Thanks again. This will be really useful and much appreciated by the community. I'll be happy to help to review/improve the README documentation for it, including preparing diagrams etc. even if you just email me photos of sketches etc.

In my previous comment I was mostly relaying a 'wish list' Elizabeth had emailed me. She will be very glad to hear that you're planning something so practical and configurable.

sboeckelmann commented 3 years ago

Dear @mgh128 @CraigRe,

after looking at some more versioning related aspects I think it's a good idea to also adjust the namespace for EPCIS 2.0. I have changed it from urn:epcglobal:epcis:xsd:1 to urn:epcglobal:epcis:xsd:2 These changes were added to my latest PR https://github.com/gs1/EPCIS/pull/295 In case you're strongly voting against it, I will quickly revert these changes.

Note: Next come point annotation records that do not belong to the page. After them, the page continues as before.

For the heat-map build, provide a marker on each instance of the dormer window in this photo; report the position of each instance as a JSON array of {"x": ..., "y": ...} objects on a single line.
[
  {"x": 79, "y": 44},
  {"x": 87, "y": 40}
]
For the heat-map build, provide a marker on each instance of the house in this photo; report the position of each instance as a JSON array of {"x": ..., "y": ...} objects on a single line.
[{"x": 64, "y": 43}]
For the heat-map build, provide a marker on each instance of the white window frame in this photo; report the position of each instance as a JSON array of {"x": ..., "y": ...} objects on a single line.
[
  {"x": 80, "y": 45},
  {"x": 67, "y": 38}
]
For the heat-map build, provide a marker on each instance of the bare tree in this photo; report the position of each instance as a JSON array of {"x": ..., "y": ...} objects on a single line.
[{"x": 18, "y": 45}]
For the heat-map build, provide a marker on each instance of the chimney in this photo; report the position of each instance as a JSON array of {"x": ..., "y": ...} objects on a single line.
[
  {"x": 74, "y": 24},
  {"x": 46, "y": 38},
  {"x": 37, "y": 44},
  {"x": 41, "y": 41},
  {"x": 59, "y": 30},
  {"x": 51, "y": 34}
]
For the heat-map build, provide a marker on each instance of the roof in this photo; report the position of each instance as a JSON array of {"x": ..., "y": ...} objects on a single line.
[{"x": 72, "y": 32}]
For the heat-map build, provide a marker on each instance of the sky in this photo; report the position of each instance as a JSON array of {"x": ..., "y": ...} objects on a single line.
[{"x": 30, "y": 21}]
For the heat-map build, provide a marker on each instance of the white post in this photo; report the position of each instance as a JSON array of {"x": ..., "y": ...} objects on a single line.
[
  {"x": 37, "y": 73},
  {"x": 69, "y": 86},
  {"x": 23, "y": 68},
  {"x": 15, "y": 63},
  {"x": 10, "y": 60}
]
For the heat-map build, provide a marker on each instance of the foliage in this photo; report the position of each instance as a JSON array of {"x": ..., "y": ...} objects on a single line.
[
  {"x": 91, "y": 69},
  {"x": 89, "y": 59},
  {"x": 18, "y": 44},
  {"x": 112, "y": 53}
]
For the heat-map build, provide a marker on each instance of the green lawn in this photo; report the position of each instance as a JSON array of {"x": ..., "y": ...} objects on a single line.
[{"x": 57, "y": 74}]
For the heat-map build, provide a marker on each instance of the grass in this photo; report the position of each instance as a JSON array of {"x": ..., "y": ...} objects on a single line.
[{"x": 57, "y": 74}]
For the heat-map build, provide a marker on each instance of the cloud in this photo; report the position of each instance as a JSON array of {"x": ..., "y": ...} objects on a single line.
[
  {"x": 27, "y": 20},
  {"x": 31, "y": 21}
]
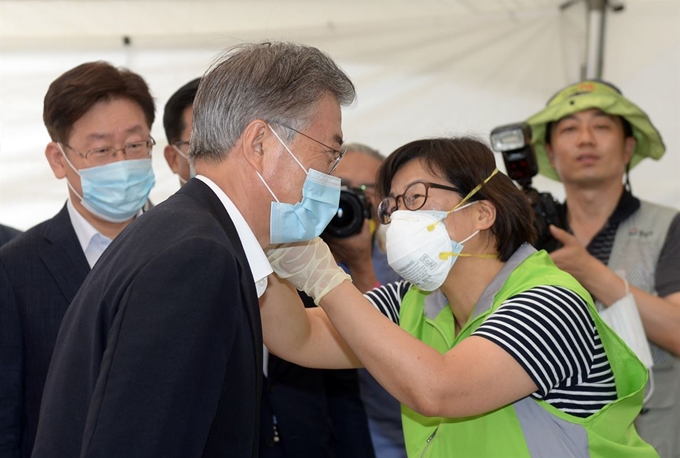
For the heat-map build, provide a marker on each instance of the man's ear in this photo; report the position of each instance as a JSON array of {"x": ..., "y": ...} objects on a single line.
[
  {"x": 550, "y": 154},
  {"x": 171, "y": 158},
  {"x": 486, "y": 214},
  {"x": 253, "y": 143},
  {"x": 628, "y": 147},
  {"x": 56, "y": 160}
]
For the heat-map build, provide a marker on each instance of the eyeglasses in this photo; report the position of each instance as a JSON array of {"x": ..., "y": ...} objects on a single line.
[
  {"x": 135, "y": 150},
  {"x": 337, "y": 154},
  {"x": 414, "y": 197}
]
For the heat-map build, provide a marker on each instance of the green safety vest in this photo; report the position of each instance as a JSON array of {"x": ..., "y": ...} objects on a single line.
[{"x": 528, "y": 427}]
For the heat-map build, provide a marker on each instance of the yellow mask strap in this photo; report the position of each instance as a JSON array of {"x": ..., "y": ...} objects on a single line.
[
  {"x": 449, "y": 254},
  {"x": 431, "y": 227}
]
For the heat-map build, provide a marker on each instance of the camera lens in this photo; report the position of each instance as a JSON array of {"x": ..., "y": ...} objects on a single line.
[{"x": 350, "y": 217}]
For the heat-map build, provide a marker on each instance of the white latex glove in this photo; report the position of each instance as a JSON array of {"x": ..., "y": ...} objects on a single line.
[{"x": 309, "y": 266}]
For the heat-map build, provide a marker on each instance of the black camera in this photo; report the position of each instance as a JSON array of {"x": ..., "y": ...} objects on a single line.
[
  {"x": 513, "y": 141},
  {"x": 353, "y": 209}
]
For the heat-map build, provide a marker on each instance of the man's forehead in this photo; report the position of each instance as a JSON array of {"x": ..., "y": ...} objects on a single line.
[{"x": 589, "y": 112}]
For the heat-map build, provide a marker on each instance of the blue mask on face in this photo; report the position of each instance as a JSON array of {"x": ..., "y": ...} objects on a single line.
[
  {"x": 308, "y": 218},
  {"x": 115, "y": 192}
]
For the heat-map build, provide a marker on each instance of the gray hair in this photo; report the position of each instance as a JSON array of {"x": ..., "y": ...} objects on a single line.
[
  {"x": 363, "y": 149},
  {"x": 277, "y": 82}
]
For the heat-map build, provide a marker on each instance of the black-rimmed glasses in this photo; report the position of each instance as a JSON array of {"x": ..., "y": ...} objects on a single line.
[
  {"x": 414, "y": 197},
  {"x": 134, "y": 150},
  {"x": 337, "y": 154}
]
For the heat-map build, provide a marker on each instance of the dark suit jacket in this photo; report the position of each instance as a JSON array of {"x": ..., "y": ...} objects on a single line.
[
  {"x": 319, "y": 413},
  {"x": 160, "y": 352},
  {"x": 40, "y": 273},
  {"x": 7, "y": 233}
]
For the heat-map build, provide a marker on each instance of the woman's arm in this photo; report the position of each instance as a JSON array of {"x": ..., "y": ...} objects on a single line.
[
  {"x": 301, "y": 335},
  {"x": 475, "y": 377}
]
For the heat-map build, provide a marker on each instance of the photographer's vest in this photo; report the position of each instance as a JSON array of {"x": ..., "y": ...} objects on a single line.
[
  {"x": 637, "y": 245},
  {"x": 529, "y": 427}
]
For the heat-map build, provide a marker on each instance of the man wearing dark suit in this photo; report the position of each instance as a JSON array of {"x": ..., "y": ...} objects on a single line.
[
  {"x": 312, "y": 412},
  {"x": 99, "y": 118},
  {"x": 304, "y": 411},
  {"x": 160, "y": 353}
]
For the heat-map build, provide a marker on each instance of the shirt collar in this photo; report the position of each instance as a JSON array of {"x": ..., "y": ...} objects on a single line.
[
  {"x": 92, "y": 242},
  {"x": 259, "y": 265}
]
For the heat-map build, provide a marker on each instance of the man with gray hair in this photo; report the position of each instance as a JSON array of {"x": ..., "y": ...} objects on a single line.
[{"x": 160, "y": 353}]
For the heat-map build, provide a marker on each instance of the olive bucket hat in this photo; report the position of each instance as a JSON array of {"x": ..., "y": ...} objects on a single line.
[{"x": 603, "y": 96}]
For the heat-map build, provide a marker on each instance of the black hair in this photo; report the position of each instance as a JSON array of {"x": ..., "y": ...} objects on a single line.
[
  {"x": 465, "y": 163},
  {"x": 173, "y": 123}
]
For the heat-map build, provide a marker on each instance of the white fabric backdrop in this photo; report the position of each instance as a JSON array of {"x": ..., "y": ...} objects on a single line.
[{"x": 436, "y": 68}]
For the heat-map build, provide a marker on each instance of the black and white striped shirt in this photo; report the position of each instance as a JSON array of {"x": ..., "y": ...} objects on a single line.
[{"x": 550, "y": 333}]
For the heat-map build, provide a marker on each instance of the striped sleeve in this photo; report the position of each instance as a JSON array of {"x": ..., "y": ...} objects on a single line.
[
  {"x": 387, "y": 298},
  {"x": 549, "y": 332}
]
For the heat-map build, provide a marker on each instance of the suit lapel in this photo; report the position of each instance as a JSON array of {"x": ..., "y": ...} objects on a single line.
[
  {"x": 63, "y": 255},
  {"x": 198, "y": 190}
]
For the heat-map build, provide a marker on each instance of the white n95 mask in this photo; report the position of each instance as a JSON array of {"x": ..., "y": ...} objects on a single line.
[
  {"x": 419, "y": 248},
  {"x": 623, "y": 317}
]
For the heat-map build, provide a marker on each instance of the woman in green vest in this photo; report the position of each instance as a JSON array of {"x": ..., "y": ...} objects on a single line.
[{"x": 497, "y": 352}]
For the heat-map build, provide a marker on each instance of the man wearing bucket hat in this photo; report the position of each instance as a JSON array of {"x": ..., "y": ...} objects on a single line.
[{"x": 619, "y": 247}]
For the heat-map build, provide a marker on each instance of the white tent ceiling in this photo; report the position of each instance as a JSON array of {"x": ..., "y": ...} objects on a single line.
[{"x": 422, "y": 68}]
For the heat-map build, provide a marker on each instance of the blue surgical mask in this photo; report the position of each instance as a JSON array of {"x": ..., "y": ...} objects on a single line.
[
  {"x": 115, "y": 192},
  {"x": 308, "y": 218}
]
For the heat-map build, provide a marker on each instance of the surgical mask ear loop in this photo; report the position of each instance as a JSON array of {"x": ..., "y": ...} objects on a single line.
[
  {"x": 459, "y": 205},
  {"x": 289, "y": 152},
  {"x": 287, "y": 149},
  {"x": 68, "y": 183},
  {"x": 179, "y": 151}
]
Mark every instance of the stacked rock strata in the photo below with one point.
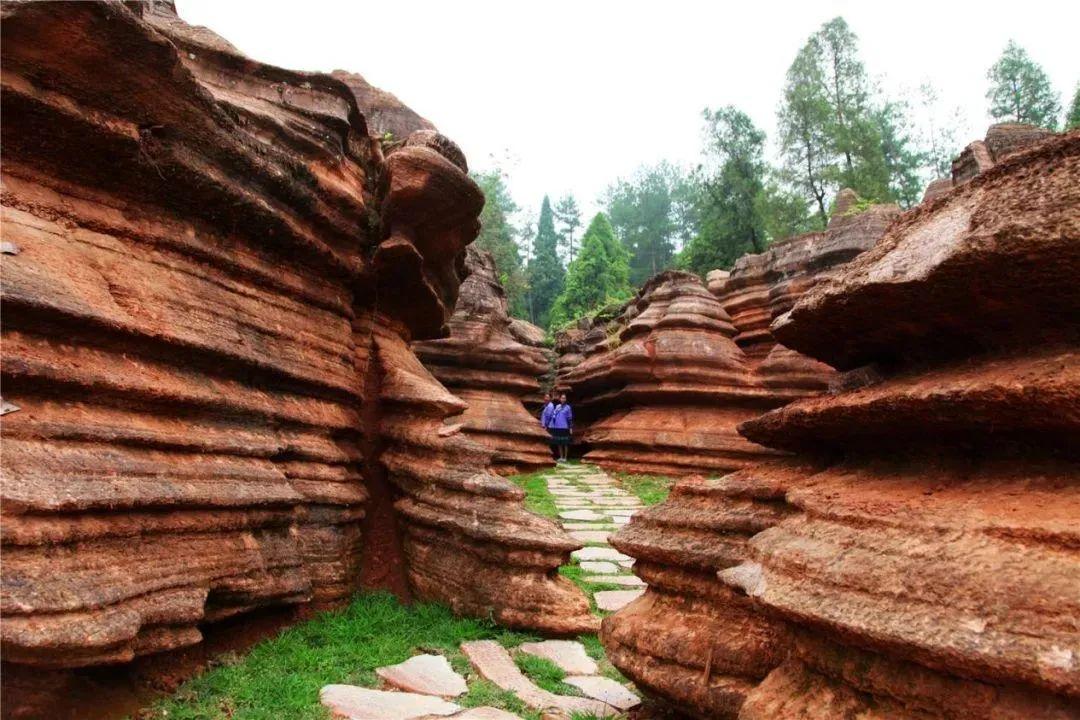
(662, 384)
(211, 277)
(922, 548)
(486, 364)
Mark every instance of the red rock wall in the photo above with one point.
(661, 383)
(211, 277)
(918, 558)
(485, 364)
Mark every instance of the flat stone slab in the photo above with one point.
(599, 554)
(429, 675)
(589, 526)
(632, 581)
(486, 714)
(494, 663)
(570, 656)
(602, 567)
(612, 600)
(358, 703)
(605, 690)
(590, 535)
(581, 515)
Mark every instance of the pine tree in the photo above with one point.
(1021, 91)
(598, 276)
(569, 219)
(728, 203)
(835, 133)
(1072, 120)
(497, 235)
(646, 214)
(545, 272)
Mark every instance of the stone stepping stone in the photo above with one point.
(485, 714)
(581, 515)
(605, 690)
(616, 580)
(590, 535)
(589, 526)
(494, 663)
(602, 567)
(612, 600)
(358, 703)
(428, 675)
(569, 655)
(599, 554)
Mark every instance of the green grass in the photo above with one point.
(538, 498)
(651, 489)
(281, 677)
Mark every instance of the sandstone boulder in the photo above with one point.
(488, 367)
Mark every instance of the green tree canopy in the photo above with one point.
(1072, 120)
(545, 272)
(497, 235)
(836, 133)
(648, 214)
(569, 219)
(728, 207)
(598, 276)
(1021, 91)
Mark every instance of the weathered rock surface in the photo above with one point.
(206, 330)
(918, 558)
(355, 703)
(930, 568)
(382, 111)
(428, 675)
(661, 384)
(486, 364)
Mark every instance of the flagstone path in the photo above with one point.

But in my opinion it's an important improvement:

mgh128 commented 3 years ago

Dear @sboeckelmann

I agree with that suggestion to change the XML namespace in 2.0, since it is a major version change and structurally different (less clunky) than the previous version.

sboeckelmann commented 3 years ago

Hi @mgh128, @CraigRe, we made some progress in XSL transformation. It's not (yet) good enough for creating a PR - but in case you want to take a first at what will be available for tomorrow's presentation: https://github.com/sboeckelmann/EPCIS/tree/issues/286-xsl/XSL

We will continue to improve things and I am quite optimistic that we will be able to showcase transformation of existing 2.0 XML examples in the repository.